We are a group of students from Technical University of Sofia, Bulgaria. We are trying to run the NEMO Ocean project on CUDA by using the PGI Accelerator placing directives in the .F90 fortran sources. We have nested “for” loops which we want to send to the CUDA cores for processing.
- The directives we are using (a code snippet containing nested loops):
!$acc kernels loop
DO jk = 2, jpkm1
DO jj = 2, jpjm1
DO ji = fs_2, fs_jpim1 ! vector opt.
zwt(ji,jj,jk) = zwt(ji,jj,jk) + ah_wslp2(ji,jj,jk)

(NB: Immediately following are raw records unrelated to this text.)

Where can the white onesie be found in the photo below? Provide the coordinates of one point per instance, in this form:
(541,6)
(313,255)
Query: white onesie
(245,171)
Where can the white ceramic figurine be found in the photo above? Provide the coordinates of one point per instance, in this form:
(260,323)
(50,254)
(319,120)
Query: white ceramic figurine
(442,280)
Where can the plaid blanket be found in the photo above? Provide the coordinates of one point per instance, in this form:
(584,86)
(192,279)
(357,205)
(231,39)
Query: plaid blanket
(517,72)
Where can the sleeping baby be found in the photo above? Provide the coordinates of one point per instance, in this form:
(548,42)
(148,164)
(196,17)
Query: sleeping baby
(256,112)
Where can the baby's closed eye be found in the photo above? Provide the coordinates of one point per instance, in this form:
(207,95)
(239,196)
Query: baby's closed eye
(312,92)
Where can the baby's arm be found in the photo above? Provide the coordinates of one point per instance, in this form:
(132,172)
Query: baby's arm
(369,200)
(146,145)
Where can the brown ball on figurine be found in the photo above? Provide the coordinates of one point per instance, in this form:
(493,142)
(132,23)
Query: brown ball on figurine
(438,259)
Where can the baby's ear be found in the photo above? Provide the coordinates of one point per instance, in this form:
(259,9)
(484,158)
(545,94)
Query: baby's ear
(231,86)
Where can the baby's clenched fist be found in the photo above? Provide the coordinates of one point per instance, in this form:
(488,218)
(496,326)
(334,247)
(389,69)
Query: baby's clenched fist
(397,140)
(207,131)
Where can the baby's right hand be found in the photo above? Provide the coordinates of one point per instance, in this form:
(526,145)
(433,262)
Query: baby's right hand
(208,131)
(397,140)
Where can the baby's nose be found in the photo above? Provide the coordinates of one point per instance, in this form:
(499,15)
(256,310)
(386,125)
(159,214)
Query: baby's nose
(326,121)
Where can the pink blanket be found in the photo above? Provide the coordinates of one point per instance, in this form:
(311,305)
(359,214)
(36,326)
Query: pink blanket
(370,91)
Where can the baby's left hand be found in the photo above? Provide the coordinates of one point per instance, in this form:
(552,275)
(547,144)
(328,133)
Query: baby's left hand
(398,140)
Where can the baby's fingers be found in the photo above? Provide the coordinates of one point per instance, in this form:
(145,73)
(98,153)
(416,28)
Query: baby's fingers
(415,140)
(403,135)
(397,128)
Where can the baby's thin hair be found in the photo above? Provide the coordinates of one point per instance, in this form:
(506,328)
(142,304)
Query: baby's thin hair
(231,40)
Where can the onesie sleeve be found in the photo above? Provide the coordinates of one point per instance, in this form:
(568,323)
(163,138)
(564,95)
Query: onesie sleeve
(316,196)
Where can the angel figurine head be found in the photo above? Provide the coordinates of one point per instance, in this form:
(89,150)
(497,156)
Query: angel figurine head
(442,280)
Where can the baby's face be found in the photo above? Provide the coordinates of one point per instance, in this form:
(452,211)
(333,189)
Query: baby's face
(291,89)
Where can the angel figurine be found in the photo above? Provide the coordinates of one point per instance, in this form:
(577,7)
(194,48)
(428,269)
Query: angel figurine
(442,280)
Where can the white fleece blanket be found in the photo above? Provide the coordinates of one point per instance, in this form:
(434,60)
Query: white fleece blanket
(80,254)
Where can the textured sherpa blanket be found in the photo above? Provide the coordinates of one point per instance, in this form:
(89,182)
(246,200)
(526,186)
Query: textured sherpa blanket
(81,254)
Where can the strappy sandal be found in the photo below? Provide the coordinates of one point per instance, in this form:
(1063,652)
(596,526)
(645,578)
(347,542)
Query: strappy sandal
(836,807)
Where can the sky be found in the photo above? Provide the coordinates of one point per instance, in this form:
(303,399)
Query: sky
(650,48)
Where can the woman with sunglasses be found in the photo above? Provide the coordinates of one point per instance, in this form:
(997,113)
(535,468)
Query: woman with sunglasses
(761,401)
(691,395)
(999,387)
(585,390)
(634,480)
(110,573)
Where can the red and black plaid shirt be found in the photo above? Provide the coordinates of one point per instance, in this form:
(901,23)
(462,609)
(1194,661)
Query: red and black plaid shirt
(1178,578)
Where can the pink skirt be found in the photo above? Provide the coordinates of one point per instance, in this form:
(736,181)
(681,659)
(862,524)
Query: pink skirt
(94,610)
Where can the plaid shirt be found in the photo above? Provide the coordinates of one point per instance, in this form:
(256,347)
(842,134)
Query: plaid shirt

2. We have compiled the file containing the loops with command:
pgfortran -Mcuda -c file.F90.
The files which we include (USE in Fortran source) we compile to .mod with the following command: pgfortran -shared -fPIC include_file.F90
At this point we have the “file.o” + “file.mod”.

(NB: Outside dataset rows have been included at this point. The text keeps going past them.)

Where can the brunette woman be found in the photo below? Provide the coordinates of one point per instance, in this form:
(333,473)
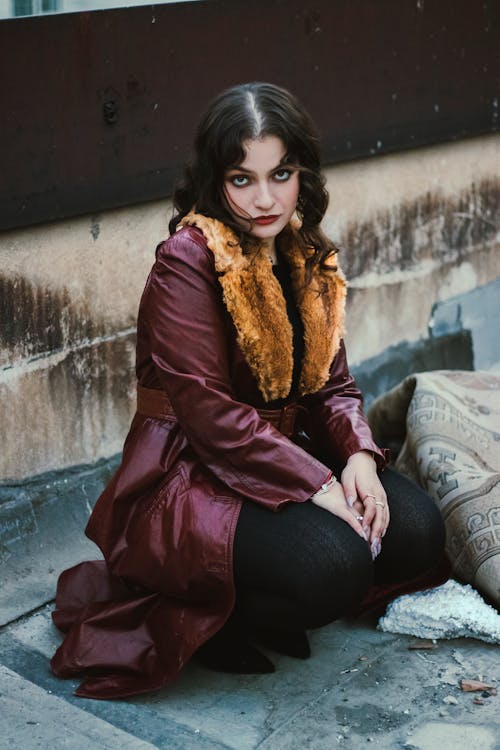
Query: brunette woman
(251,503)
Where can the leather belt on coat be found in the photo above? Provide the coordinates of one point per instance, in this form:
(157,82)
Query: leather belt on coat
(152,402)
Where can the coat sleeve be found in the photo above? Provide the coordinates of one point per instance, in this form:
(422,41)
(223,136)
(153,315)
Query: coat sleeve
(337,410)
(183,315)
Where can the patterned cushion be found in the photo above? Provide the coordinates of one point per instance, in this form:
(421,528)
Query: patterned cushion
(446,427)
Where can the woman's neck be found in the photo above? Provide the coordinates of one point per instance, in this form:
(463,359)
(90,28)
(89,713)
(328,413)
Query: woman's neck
(270,246)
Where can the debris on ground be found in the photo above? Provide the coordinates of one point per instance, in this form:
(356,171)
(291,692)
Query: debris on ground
(470,686)
(452,610)
(422,643)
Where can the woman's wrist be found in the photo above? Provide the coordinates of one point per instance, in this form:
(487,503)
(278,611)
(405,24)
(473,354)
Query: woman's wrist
(325,487)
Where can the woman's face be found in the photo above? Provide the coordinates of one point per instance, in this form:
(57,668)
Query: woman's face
(263,189)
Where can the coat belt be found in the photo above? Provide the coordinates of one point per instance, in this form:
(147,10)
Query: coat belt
(152,402)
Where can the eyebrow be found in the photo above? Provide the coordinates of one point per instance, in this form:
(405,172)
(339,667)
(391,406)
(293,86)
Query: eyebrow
(283,163)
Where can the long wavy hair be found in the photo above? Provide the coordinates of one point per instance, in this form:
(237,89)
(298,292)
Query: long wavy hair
(246,112)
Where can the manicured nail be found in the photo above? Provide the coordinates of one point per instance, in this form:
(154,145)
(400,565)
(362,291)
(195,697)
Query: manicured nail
(375,548)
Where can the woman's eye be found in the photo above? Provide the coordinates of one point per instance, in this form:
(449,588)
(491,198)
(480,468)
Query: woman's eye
(282,175)
(239,180)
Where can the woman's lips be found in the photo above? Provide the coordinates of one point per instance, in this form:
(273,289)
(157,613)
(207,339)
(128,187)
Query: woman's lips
(263,220)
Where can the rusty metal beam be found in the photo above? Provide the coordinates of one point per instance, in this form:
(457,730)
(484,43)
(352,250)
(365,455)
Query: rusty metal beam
(97,108)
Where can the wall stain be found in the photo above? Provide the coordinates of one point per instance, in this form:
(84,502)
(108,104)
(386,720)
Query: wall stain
(38,320)
(431,227)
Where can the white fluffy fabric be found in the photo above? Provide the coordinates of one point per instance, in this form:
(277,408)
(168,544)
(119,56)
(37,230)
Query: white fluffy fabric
(449,611)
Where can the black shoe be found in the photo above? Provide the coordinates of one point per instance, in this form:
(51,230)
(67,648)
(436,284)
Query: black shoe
(294,644)
(235,656)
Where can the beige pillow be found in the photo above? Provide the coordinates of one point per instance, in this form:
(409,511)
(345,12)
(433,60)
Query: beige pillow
(446,425)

After step 2 and 3 we compile NEMO Ocean with the following configuration file by USING gfortran compiler:
%NCDF_LIB -L/usr/local/netcdf/lib -lnetcdf -lnetcdff
%FCFLAGS -I/usr/include/mpich2 -L/usr/lib/mpich2/lib -lmpich -lmpl -fdefault-real-8 -O3 -funroll-all-loops -fcray-pointer
%LDFLAGS -I/usr/include/mpich2 -L/usr/lib/mpich2/lib -lmpich -lmpl -L/usr/local/netcdf/lib -lnetcdf -lnetcdff
%FPPFLAGS -I/usr/include/mpich2 -L/usr/lib/mpich2/lib -lmpich -lmpl -P -C -traditional
Note: The command we use to compile NEMO is:
./makenemo -m gfortran_linux_modify -r ORCA2_LIM -n MY_ORCA2_LIM -j 4
After the successful compilation of nemo a BUILD folder is generated. The folder contains all the “.o” and “.mod” files of NEMO.

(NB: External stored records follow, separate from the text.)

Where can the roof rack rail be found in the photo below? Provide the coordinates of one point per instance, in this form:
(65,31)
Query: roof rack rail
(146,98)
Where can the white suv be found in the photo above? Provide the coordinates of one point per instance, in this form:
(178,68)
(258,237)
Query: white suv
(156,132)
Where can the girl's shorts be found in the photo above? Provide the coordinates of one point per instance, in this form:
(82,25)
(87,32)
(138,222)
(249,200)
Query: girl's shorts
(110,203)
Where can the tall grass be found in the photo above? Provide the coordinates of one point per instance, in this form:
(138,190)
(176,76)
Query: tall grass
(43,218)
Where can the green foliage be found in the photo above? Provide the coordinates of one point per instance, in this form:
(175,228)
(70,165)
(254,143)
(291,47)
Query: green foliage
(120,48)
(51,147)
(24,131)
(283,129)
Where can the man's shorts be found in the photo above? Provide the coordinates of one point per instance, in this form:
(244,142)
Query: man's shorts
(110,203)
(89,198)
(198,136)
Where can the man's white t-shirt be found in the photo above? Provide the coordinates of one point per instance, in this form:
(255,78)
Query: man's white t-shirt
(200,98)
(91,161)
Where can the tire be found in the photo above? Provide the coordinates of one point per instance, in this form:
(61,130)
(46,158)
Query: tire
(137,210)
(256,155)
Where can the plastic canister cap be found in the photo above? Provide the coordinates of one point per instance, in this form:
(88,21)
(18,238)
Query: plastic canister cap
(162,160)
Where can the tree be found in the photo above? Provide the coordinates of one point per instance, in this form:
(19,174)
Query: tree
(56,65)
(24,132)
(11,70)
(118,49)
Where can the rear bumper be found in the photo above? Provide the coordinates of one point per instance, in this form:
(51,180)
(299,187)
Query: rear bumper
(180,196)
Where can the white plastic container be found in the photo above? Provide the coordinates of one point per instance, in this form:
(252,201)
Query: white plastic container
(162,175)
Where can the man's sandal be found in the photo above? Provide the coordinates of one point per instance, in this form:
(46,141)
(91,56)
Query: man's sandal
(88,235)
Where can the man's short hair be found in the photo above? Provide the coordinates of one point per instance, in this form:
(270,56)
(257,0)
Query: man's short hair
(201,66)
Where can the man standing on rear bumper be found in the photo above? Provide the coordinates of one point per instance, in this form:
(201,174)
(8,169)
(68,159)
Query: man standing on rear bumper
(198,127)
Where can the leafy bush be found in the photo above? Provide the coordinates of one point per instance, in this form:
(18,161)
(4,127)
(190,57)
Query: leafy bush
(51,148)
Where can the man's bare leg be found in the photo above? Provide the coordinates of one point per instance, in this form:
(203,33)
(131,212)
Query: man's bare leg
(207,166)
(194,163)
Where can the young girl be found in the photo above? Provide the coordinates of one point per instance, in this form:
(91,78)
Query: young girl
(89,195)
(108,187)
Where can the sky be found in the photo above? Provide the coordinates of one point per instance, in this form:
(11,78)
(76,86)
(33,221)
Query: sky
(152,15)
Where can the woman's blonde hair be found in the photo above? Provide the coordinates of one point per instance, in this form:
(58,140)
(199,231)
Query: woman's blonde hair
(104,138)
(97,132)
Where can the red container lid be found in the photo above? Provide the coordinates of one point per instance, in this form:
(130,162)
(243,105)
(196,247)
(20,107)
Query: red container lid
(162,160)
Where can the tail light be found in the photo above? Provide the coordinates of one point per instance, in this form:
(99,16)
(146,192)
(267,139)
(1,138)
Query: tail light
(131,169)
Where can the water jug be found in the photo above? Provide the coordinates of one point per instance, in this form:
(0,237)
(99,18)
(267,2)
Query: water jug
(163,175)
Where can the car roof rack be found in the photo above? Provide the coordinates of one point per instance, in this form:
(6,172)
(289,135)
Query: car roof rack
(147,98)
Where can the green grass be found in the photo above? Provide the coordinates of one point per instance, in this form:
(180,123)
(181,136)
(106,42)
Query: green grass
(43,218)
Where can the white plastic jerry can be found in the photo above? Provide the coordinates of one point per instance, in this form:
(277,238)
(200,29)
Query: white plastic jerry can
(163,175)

Then we replace the successfuly compiled files which contain the nested for loops with the .o and .mod files produced by pgfortran (from step 3).
We comment the lines of NEMO Ocean’s Make file so they are not being generated when we try to compile with the “modified” (step 3) files.
We compile assuring (step 7) that the new .o files will be used by pgfortran on new compilation. The following ERROR appears:
lib__fcm__nemo.a(trazdf.o): In function
__trazdf_MOD_tra_zdf': trazdf.F90: (.text + 0x15f2): Undefined reference to __trazdf_imp_MOD_tra_zdf_imp
trazdf.F90: (.text + 0x1818): Undefined reference to `__trazdf_imp_MOD_tra_zdf_imp
Collect2: error: ld returned 1 exist status
fcm_internal load failed (256)
We would like to know if this is the right way (logically) to execute a separated fortran code (step 3) on the CUDA cores ?
Is our approach correct i.e.:
Compile only the files containing Accelerator directives with pgfortran, or compile the entire NEMO Ocean project with pgfortran ?
Technical University of Sofia,
Team of students
P.S. The university intends to buy a license for pgfortran if we manage to complete the project. We are using trial versions for now.